DETAILED DESCRIPTION

[0039] FIG. 1 shows a region of a typical heat-exchanging plate 1 for a plate heat exchanger. The heat-exchanging plate is profiled on the surface that is visible here such that, within the stack with another heat-exchanging plate (not shown here) arranged on said heat-exchanging plate, a channel system 2 is produced into which a medium can be introduced via a through-opening 3. The channels 5 included in the channel system are delimited by ridges 4. FIG. 2 shows the same perspective view of the same heat-exchanging plate 1, wherein portions of a supporting element precursor material 6 are additionally arranged on the ridges 4.

[0040] A supporting element precursor material 6 is also shown in the section shown in FIG. 3. The heat-exchanging plate from FIG. 3 is similar to the heat-exchanging plates from FIGS. 1 and 2, but here the ridges 4 have a trapezoidal cross section. FIG. 3 also shows a sealing element precursor material 7, which extends on the outer edge of the surface on all sides. By stacking and placing a plurality of the heat-exchanging plates shown in FIG. 3 under strain, the supporting element precursor 6 and sealing element precursor 7 arranged between the plates is compressed such that a heat exchanger according to the invention is provided, comprising sealing elements and supporting elements arranged according to the invention.

EMBODIMENTS

[0041] Two small test plate heat exchangers (SiC PHX P05) each having 10 silicon carbide heat-exchanging plates were built. The dimensions of the plates for the P05 type were 230×620 mm. The heat-exchanging plates each comprise profiling that has been incorporated and openings for the media. The two test plate heat exchangers only differ by additional supporting elements according to the invention that have been only included in the second test plate heat exchanger.

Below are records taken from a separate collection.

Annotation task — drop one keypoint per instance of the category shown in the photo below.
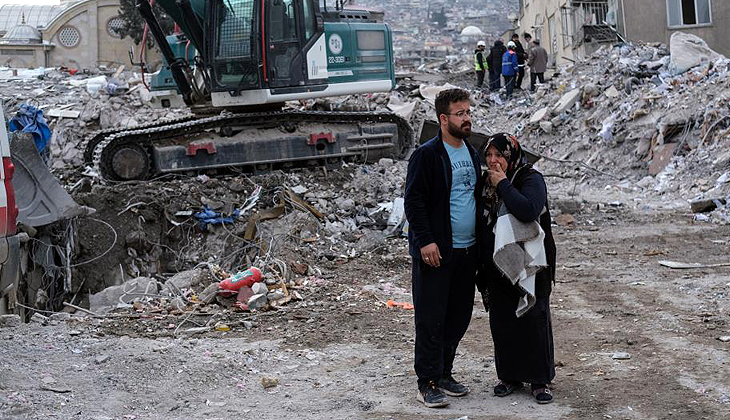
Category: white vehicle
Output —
(29, 195)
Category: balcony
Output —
(592, 22)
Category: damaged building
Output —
(572, 30)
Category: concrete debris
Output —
(566, 101)
(539, 115)
(9, 321)
(546, 126)
(688, 51)
(123, 294)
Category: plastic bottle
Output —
(240, 279)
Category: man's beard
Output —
(460, 132)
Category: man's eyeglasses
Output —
(462, 114)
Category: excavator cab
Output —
(265, 51)
(256, 52)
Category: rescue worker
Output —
(510, 68)
(494, 62)
(480, 65)
(521, 58)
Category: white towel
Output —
(519, 253)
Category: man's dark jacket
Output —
(520, 50)
(428, 195)
(495, 56)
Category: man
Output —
(479, 63)
(521, 58)
(528, 42)
(510, 67)
(494, 61)
(538, 63)
(440, 205)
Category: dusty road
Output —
(342, 354)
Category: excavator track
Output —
(91, 141)
(140, 153)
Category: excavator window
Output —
(282, 21)
(310, 20)
(235, 64)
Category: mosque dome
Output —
(471, 31)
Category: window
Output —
(370, 40)
(235, 63)
(282, 23)
(688, 12)
(113, 25)
(310, 20)
(69, 36)
(565, 19)
(234, 37)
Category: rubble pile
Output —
(295, 226)
(632, 120)
(77, 105)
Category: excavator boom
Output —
(253, 55)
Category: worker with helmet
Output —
(480, 65)
(509, 67)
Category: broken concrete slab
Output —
(546, 126)
(566, 101)
(611, 92)
(688, 51)
(10, 321)
(539, 115)
(124, 293)
(705, 205)
(183, 280)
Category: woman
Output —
(523, 345)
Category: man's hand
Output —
(431, 255)
(495, 175)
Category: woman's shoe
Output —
(542, 395)
(505, 388)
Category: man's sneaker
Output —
(431, 396)
(451, 387)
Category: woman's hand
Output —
(495, 175)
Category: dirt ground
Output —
(341, 353)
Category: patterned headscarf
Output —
(511, 150)
(509, 147)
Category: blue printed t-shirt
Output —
(463, 204)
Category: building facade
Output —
(76, 34)
(573, 29)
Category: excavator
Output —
(248, 58)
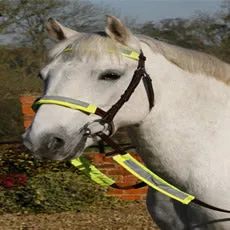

[0042] For the two test plate heat exchangers, a sealing cord (PTFE-based, approx. 4 mm thick) was applied around each of the channel systems arranged between adjacent heat-exchanging plates and around the through-opening through which the other medium flows. The sealing cord was used to limit the regions through which the two media flow with respect to one another and to limit these regions with respect to the surrounding atmosphere.

[0043] In the second test plate heat exchanger, additional fluoropolymer supporting elements were applied to the ridges between the cooling channels. After placing the heat exchanger under strain, one of the two media flowed around the fluoropolymer supporting elements, and therefore they did not assume a sealing function.

[0044] In the first test plate heat exchanger, a test pressure of 8 bar was achieved. In the second test plate heat exchanger, a test pressure of 12 bar was achieved. First leakages only occurred in the second test plate heat exchanger at 13 bar test pressure.

[0045] The test pressure could therefore already be increased by 50% in this first, greatly simplified test setup.

[0046] In the event of loading, pressure is applied to the plate surface by contact with the media, which leads to deflection or to a corresponding state of mechanical stress. By means of the supporting elements, potential deflection is reduced or the corresponding stress is reduced. This allows for greater compressive loading in comparison with the initial state until a potential critical state of stress is reached with respect to the load on the plate (avoiding plate breakage) or with respect to the load on the system (avoiding leakages).

[0047] In other tests, plate heat exchangers according to the invention were able to achieve a resistance to pressure of 23.0 bar with silicon carbide heat-exchanging plates and a resistance to pressure of 25 to 26 bar with graphite heat-exchanging plates. This implies that the invention is not limited to plate heat exchangers comprising ceramic heat-exchanging plates, but can likewise be implemented especially effectively with other corrosion-proof plate materials.

[0048] By means of the 23 to 26 bar achieved, the leakages appeared in the same region both with silicon carbide heat-exchanging plates and with graphite heat-exchanging plates. The invention seems to have shifted the resistance to pressure limits more towards the clamping plates being made of steel (flatness) and the test equipment. If anything, leakages occur in the region of the supply and discharge lines or hose couplings.